With a look of triumph he pointed to the belt around his waist. A belt that none of us had recognized originally, but now that we were seeing it in new light, I knew that I had seen it somewhere.
It dawned on me that I had seen it in Lumial’s workshop, but before I could say Lumial beat me to it. “Hey! I thought I told you not to touch that!”
“I’ve never been that good at following orders,” Alan explained with a shrug, though the smile never left his face as he apologized, “Sorry to disappoint you. Would you like me to go back to the ship and not use it?”
“Yeah, teleport back there and save us the trouble of dealing with a risk taker like you,” I replied with my own grin, “We’ll worry a lot less!”
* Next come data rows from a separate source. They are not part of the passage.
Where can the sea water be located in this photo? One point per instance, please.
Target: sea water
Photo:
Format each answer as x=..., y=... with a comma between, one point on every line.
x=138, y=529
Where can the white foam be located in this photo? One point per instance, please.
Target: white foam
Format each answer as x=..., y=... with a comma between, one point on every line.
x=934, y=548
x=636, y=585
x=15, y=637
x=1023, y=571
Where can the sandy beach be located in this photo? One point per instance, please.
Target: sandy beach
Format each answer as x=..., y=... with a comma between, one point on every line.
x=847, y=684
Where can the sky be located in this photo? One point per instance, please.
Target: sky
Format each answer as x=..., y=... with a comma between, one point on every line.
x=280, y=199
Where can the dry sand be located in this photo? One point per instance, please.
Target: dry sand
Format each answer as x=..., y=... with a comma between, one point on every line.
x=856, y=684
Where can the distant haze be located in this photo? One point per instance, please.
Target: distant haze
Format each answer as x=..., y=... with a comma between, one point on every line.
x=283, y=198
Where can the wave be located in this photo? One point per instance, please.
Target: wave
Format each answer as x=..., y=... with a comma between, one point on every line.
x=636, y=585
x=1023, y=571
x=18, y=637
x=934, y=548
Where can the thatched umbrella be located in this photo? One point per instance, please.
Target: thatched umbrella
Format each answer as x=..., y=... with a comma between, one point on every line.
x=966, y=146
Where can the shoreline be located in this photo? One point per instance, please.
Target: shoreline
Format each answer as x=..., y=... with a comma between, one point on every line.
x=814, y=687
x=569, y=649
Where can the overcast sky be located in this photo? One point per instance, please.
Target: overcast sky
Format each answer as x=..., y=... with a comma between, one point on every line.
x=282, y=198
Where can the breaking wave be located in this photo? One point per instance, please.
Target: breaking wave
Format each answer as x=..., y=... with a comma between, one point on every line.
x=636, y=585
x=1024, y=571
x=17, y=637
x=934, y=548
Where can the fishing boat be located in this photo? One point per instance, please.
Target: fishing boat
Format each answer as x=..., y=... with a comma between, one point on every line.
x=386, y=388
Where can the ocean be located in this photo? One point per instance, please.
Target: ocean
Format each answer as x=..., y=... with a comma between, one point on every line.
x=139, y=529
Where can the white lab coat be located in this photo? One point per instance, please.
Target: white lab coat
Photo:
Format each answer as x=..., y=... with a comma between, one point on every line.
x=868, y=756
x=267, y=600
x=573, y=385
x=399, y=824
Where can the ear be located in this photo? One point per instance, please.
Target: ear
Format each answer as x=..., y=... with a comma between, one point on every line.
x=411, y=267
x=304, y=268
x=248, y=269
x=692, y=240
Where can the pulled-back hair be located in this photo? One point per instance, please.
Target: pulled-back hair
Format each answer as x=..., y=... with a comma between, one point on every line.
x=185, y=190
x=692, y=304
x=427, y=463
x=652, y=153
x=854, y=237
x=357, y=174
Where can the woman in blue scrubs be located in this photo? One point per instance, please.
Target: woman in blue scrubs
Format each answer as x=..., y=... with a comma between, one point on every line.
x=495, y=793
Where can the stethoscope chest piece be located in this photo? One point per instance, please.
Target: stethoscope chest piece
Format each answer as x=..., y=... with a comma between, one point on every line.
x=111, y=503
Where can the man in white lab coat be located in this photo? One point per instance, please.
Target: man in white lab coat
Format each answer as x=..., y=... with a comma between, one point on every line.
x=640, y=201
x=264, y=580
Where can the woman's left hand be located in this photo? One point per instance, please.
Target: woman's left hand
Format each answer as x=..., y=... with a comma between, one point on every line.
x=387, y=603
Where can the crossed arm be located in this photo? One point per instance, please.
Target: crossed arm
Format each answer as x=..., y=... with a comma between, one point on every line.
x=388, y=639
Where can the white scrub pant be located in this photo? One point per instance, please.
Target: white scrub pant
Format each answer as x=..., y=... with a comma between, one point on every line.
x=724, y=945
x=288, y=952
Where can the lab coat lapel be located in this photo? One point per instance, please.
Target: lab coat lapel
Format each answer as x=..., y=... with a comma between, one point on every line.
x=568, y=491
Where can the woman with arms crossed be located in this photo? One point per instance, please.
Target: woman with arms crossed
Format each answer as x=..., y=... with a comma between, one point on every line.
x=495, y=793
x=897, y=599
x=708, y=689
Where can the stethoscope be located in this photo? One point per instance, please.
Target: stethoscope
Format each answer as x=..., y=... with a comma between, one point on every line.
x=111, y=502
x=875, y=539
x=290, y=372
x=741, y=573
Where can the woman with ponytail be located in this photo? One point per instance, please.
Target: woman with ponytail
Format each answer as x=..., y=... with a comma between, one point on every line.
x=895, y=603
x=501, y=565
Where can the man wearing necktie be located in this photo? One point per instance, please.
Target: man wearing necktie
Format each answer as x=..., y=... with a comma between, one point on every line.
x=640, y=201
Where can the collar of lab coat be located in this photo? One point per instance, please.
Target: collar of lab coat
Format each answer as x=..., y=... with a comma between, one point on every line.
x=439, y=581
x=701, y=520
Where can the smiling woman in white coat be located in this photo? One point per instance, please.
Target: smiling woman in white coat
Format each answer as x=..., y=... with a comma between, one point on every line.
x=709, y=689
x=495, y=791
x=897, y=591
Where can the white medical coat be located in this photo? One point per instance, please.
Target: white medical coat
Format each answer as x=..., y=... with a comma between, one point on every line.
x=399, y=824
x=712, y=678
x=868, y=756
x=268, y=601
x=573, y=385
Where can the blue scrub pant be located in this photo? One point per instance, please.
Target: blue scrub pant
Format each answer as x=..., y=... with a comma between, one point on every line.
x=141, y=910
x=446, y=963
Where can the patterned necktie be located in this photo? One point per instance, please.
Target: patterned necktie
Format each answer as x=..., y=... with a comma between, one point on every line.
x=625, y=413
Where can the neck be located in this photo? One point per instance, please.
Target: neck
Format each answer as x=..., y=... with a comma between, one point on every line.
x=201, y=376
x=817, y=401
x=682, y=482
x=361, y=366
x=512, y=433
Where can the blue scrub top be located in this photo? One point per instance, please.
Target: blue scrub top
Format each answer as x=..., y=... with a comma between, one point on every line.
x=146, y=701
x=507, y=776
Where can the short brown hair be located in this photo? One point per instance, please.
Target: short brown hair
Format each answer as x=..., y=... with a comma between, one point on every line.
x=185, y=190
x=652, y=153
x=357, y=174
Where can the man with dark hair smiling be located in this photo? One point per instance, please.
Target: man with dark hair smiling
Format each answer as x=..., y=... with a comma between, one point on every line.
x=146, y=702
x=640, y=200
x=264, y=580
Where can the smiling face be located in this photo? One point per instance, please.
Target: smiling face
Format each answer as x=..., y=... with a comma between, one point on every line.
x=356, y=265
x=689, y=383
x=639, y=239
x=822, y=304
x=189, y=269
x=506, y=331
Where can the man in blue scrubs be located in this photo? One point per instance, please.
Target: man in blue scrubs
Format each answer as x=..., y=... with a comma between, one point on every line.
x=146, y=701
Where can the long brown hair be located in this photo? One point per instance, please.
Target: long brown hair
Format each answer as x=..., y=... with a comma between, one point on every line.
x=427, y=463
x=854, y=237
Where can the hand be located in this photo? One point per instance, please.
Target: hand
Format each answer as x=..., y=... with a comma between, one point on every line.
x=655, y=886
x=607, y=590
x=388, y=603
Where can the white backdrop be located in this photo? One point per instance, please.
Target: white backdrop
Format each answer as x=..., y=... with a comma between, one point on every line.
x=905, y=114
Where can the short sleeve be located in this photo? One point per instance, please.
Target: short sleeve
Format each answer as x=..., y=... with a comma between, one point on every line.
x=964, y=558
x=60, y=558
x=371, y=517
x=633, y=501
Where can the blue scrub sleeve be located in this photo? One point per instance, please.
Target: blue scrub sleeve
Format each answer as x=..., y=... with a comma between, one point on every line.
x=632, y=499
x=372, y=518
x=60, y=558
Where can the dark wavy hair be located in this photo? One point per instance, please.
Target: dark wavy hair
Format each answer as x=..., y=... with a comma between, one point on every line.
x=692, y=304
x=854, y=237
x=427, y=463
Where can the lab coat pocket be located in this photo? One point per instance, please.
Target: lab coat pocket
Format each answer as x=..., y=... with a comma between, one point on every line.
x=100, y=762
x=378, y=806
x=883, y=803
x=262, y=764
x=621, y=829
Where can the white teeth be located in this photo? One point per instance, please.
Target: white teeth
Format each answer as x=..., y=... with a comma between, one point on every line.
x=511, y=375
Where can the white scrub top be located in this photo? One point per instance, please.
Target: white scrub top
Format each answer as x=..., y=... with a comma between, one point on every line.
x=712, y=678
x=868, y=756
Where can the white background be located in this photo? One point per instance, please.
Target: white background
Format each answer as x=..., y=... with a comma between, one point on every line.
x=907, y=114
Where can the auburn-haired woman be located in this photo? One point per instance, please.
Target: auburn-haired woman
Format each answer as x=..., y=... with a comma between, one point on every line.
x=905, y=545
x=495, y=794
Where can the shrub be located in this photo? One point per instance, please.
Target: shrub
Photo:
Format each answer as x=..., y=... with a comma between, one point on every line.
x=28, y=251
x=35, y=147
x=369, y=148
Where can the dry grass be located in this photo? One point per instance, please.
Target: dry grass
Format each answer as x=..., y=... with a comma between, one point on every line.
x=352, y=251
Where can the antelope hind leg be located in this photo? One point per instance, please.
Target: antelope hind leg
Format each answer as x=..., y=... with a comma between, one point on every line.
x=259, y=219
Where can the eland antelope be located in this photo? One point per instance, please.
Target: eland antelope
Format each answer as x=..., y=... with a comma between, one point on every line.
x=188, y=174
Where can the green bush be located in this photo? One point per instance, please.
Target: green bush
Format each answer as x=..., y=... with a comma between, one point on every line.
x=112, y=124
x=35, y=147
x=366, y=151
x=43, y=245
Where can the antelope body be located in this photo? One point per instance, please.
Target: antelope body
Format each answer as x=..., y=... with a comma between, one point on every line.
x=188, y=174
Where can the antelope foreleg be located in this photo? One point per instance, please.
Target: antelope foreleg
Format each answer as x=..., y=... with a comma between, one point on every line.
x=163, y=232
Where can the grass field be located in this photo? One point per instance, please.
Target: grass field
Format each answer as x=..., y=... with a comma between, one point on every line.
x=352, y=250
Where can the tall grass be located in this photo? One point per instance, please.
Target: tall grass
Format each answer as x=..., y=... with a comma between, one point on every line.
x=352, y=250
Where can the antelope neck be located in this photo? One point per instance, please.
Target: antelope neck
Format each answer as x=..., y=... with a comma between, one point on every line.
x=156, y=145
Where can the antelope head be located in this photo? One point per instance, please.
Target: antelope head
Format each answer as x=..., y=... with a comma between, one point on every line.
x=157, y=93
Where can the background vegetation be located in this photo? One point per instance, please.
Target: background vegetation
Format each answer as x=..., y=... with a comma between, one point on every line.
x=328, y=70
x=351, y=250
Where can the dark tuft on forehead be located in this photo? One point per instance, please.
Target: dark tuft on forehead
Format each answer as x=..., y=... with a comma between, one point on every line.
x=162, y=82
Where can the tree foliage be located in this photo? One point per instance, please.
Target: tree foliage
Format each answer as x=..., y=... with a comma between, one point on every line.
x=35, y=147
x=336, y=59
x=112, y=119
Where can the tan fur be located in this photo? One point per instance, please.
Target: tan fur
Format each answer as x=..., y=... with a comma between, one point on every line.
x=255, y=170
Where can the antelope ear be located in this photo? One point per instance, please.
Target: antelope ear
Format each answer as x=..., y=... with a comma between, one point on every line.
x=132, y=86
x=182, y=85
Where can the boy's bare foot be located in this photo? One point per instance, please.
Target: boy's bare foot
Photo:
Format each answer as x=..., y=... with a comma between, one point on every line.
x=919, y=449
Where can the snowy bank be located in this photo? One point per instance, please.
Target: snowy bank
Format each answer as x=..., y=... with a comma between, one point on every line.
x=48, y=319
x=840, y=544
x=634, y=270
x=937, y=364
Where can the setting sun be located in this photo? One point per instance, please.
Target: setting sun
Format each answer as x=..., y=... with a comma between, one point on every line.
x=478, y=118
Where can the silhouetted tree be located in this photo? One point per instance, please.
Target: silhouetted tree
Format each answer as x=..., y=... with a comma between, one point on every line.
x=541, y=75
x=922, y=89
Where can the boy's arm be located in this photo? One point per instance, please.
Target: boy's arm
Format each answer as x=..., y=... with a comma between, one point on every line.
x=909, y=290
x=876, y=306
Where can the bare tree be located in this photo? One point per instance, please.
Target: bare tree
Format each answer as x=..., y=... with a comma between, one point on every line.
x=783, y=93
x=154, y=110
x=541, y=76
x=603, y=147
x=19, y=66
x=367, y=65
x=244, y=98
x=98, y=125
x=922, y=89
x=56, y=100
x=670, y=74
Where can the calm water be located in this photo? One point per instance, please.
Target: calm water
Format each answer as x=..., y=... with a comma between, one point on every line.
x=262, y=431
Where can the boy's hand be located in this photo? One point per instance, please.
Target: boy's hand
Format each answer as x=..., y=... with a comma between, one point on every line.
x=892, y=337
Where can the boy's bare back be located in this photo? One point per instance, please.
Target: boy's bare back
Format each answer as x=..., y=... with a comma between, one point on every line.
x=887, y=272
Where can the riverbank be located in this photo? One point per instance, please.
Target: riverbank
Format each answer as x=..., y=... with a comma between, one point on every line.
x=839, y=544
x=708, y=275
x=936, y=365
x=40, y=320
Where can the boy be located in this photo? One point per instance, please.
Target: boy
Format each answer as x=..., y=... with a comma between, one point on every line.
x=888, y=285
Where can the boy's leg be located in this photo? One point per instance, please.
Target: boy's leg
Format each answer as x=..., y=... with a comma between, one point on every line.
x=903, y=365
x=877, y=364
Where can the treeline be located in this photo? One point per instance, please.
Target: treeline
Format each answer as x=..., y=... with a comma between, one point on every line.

“Don’t even joke about it!” Marc insisted, but he couldn’t wipe the smile off of his own face either as he asked excitedly, “So, that means we really did win, doesn’t it?”
“Mostly. Keith is still out of commission,” I answered sadly, and this time the smile did slip. I turned hopeful eyes toward Lumial and asked, “but you’ll be able to bring him back, won’t you, Lumial?”
“I will do everything in my power, once we get back to the Abel,” Lumial replied carefully, and his face told me his thoughts before he added, “but I have to admit that it doesn’t look good. He took a lot of hits, and there is a lot of damage to repair.”
“You owe it to him. You know that, right?” I said with as much conviction as I could put into my voice, “You’re the great grandfather he never knew existed.”
“You’re right…” Lumial replied, and his eyes grew distant for a moment, as if he were considering something in his past. But then he answered me with an equal level of seriousness, “but I still can’t make any promises, aside from that I’ll do my absolute best.”
“Of that I have no doubt,” I said grimly, though there was a slight smile returning to my face as I added, “Lancelot.”
“Wait, you and Keith are related?” Alan asked, though the shared looks from the others around the room told me that he was not the only one interested in the question.
Still, I wasn’t about to give out secrets that Keith should have the opportunity to explain when he got a chance, and I was certain that he’d be able to. Instead I ended the conversation with a smile and explained, “All in good time, Alan. There are still a few stories to tell.”